Pour améliorer la compétitivité dans ce secteur : Un plan de développement des normes industrielles dans le pipe

Pour améliorer la compétitivité dans ce secteur : Un plan de développement des normes industrielles dans le pipe

Le plan d’accélération industriel avait mis en avant la qualité comme étant un levier de la compétitivité de l’entreprise. Néanmoins pour la déployer au niveau des écosystèmes industriels, cela nécessite de couvrir les besoins bien définis en normes de spécification de produits, services et d’essai.
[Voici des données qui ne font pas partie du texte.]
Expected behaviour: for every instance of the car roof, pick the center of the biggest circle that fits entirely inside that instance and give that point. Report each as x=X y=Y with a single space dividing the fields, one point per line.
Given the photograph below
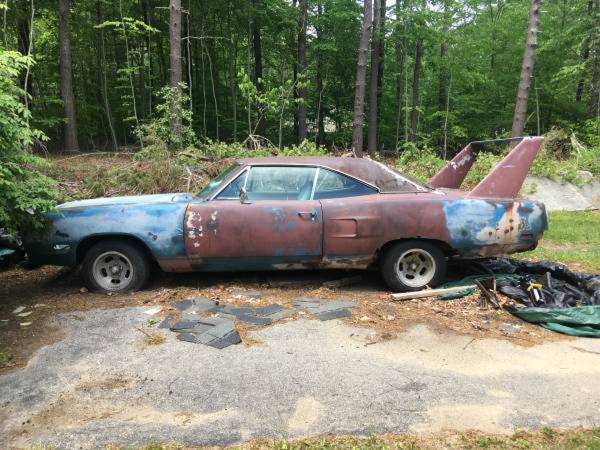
x=367 y=170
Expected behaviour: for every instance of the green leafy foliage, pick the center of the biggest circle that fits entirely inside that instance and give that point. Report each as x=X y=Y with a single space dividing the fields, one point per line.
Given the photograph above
x=25 y=193
x=156 y=134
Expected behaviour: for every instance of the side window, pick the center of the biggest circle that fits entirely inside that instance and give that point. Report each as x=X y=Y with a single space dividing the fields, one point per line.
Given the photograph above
x=280 y=183
x=335 y=185
x=232 y=191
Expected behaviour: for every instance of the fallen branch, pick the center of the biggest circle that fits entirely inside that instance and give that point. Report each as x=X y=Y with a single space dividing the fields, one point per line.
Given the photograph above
x=431 y=292
x=95 y=154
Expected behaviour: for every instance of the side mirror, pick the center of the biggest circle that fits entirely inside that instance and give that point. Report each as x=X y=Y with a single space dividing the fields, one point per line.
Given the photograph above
x=243 y=196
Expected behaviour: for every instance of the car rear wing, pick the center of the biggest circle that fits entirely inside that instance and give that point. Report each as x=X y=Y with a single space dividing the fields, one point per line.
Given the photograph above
x=504 y=181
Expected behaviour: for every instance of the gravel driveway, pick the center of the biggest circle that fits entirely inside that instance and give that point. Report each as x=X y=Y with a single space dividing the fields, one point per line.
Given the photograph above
x=102 y=385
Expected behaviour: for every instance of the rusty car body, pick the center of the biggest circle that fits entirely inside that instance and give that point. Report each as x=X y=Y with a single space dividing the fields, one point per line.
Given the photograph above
x=305 y=212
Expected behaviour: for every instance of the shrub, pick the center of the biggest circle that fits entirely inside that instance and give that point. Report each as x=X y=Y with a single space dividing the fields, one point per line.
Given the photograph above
x=25 y=193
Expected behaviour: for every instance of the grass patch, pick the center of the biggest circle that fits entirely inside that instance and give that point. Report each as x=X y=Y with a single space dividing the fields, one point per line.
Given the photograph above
x=544 y=439
x=154 y=339
x=573 y=237
x=6 y=359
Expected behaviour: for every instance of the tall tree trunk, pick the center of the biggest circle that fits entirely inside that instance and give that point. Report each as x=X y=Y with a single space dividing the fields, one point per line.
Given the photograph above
x=374 y=81
x=303 y=16
x=595 y=61
x=414 y=115
x=443 y=79
x=526 y=70
x=380 y=66
x=70 y=142
x=101 y=88
x=361 y=75
x=400 y=61
x=213 y=83
x=146 y=7
x=175 y=63
x=24 y=24
x=320 y=84
x=257 y=47
x=233 y=84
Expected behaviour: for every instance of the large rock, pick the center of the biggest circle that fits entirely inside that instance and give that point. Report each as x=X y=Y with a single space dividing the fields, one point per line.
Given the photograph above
x=562 y=196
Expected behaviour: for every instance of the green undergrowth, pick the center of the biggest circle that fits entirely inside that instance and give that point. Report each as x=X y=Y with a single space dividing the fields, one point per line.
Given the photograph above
x=543 y=439
x=562 y=157
x=572 y=238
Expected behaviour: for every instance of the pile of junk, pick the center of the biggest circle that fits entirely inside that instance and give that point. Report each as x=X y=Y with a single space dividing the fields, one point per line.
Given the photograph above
x=546 y=293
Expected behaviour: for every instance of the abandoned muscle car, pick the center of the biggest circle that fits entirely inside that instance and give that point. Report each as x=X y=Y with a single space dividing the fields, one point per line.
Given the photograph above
x=294 y=213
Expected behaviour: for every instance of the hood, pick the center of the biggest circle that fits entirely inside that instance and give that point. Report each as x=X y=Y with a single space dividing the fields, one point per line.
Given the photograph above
x=128 y=200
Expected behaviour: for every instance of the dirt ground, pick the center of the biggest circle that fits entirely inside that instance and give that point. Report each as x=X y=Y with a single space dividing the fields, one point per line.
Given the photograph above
x=48 y=291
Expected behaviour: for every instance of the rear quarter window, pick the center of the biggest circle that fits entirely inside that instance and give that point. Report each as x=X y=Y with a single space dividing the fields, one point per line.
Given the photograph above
x=332 y=184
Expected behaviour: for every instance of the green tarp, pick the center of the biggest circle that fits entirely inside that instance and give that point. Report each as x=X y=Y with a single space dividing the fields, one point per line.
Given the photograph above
x=575 y=321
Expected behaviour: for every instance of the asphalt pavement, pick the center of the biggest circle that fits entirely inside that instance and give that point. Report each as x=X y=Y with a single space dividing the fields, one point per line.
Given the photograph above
x=101 y=385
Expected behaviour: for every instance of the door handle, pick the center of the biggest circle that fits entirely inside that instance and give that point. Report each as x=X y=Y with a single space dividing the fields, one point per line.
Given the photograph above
x=311 y=214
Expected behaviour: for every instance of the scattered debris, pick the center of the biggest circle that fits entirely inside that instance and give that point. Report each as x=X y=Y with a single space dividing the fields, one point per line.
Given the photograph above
x=250 y=295
x=431 y=292
x=510 y=329
x=152 y=338
x=153 y=311
x=346 y=281
x=324 y=309
x=215 y=332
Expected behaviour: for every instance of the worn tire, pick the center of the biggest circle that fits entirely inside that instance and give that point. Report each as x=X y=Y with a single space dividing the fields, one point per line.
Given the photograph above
x=134 y=256
x=399 y=280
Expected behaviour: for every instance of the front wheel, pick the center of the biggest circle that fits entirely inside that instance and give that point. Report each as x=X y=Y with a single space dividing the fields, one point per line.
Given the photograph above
x=413 y=265
x=115 y=266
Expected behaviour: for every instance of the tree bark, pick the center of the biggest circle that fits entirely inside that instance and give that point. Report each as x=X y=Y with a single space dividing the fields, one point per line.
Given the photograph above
x=175 y=64
x=257 y=47
x=443 y=79
x=361 y=74
x=233 y=84
x=414 y=115
x=526 y=70
x=380 y=66
x=70 y=142
x=374 y=81
x=595 y=61
x=320 y=84
x=400 y=61
x=24 y=28
x=303 y=16
x=101 y=89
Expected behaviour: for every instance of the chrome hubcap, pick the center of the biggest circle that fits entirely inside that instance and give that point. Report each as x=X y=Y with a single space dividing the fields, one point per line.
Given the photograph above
x=415 y=268
x=112 y=271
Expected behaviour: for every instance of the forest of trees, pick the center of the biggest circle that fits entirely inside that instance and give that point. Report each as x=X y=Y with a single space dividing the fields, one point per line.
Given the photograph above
x=372 y=74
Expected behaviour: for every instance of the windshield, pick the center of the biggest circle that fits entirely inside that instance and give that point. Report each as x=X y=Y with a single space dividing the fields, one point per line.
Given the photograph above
x=214 y=185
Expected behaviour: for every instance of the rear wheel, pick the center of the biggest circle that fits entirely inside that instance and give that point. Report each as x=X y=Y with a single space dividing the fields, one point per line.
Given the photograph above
x=413 y=265
x=115 y=266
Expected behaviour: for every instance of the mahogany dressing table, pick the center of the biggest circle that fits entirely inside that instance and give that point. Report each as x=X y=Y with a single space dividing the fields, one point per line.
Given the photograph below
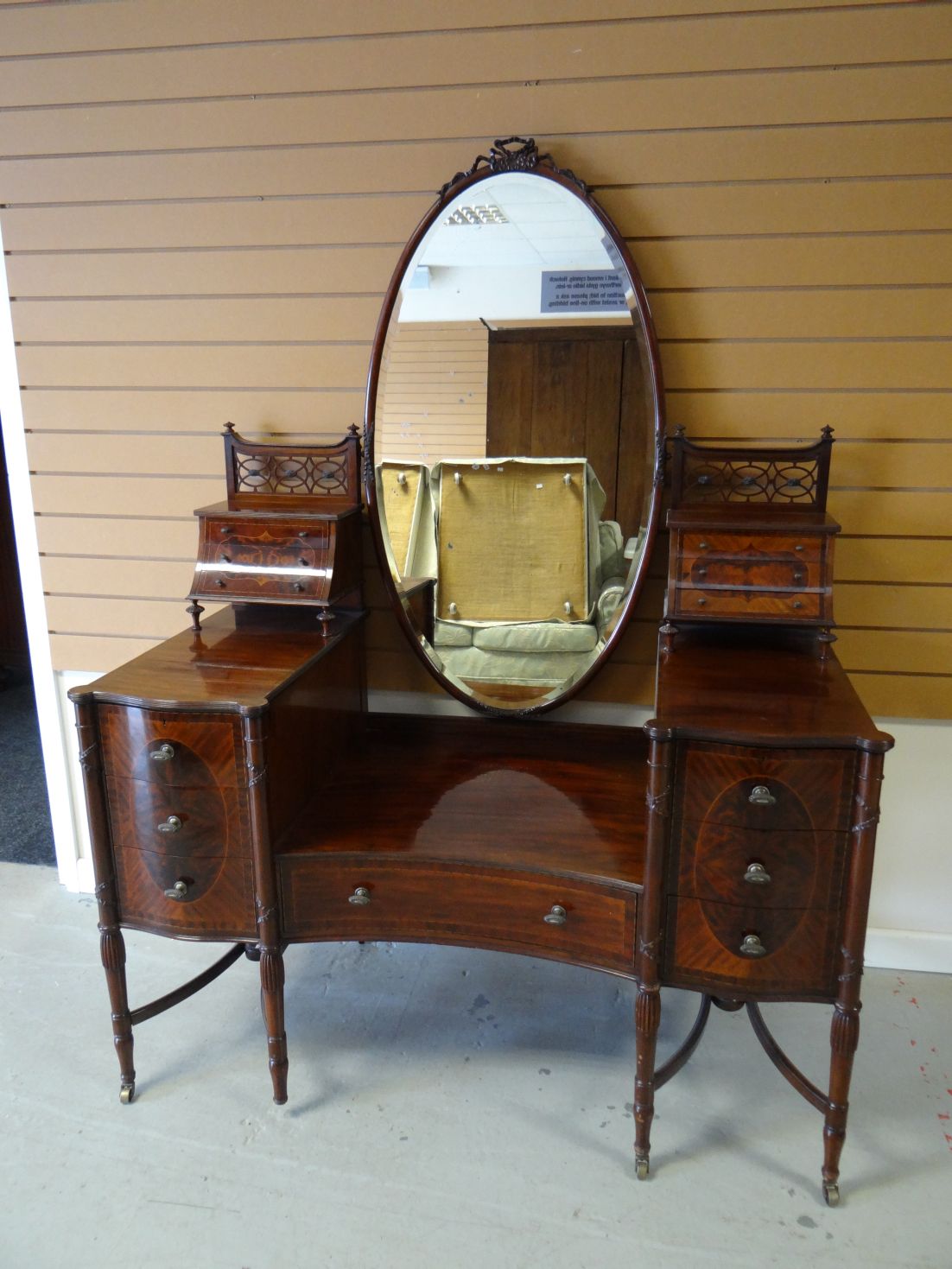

Mettre en place un plan de développement des normes dans l’industrie marocaine. C’est le principal objectif de l’étude sur la normalisation et ses applications dans les écosystèmes industriels que s’apprête à mener le ministère de l’industrie, de l’investissement, du commerce et de l’économie numérique. A en croire la tutelle, cette étude vise principalement à améliorer la compétitivité de l’industrie marocaine et permettre l’essor des écosystèmes industriels, promouvoir l’utilisation des normes marocaines dans les marchés publics et protéger le consommateur. Dans ce sens, le plan d’accélération industriel avait mis en avant la qualité comme étant un levier de la compétitivité de l’entreprise. Néanmoins pour la déployer au niveau des écosystèmes industriels, cela nécessite de couvrir les besoins bien définis en normes de spécification de produits, services et d’essai. A ce titre, les exemples des besoins en normalisation des écosystèmes de matériaux de construction, de textile et habillement, de la plasturgie, de l’automobile, de la chimie et parachimie, des produits de carrière et des autres écosystèmes industriels est sans appel, indique la tutelle précisant que l’indicateur quantitatif qui réside en nombre de normes produites chaque année ne permet pas à lui seul de refléter le degré d’utilisation et de la pertinence des normes et de leur application.

Partant de là, la tutelle étudiera les contraintes liées à l’application des normes et de leur approbation par l’entreprise marocaine. Pour ce faire, le spectre des parties prenantes comprend les écosystèmes industriels des matériaux de construction, du textile, cuir et habillement, et de la plasturgie, de l’automobile, de la chimie et parachimie, de l’aéronautique, de l’agroalimentaire, de l’électricité, des énergies renouvelables, du ferroviaire, des industries mécaniques et métallurgiques, du naval, des produits pharmaceutiques et des poids lourds et de l’ameublement. Plusieurs institutions et départements sont bénéficiaires de cette opération comme la direction générale de l’industrie, la direction générale du commerce, l’Imanor, la direction de protection du consommateur, de la surveillance du marché et de la qualité, les opérateurs économiques, les laboratoires de contrôle et d’essais, les centres techniques et les associations professionnelles ainsi que les associations professionnelles et les associations de protection des consommateurs.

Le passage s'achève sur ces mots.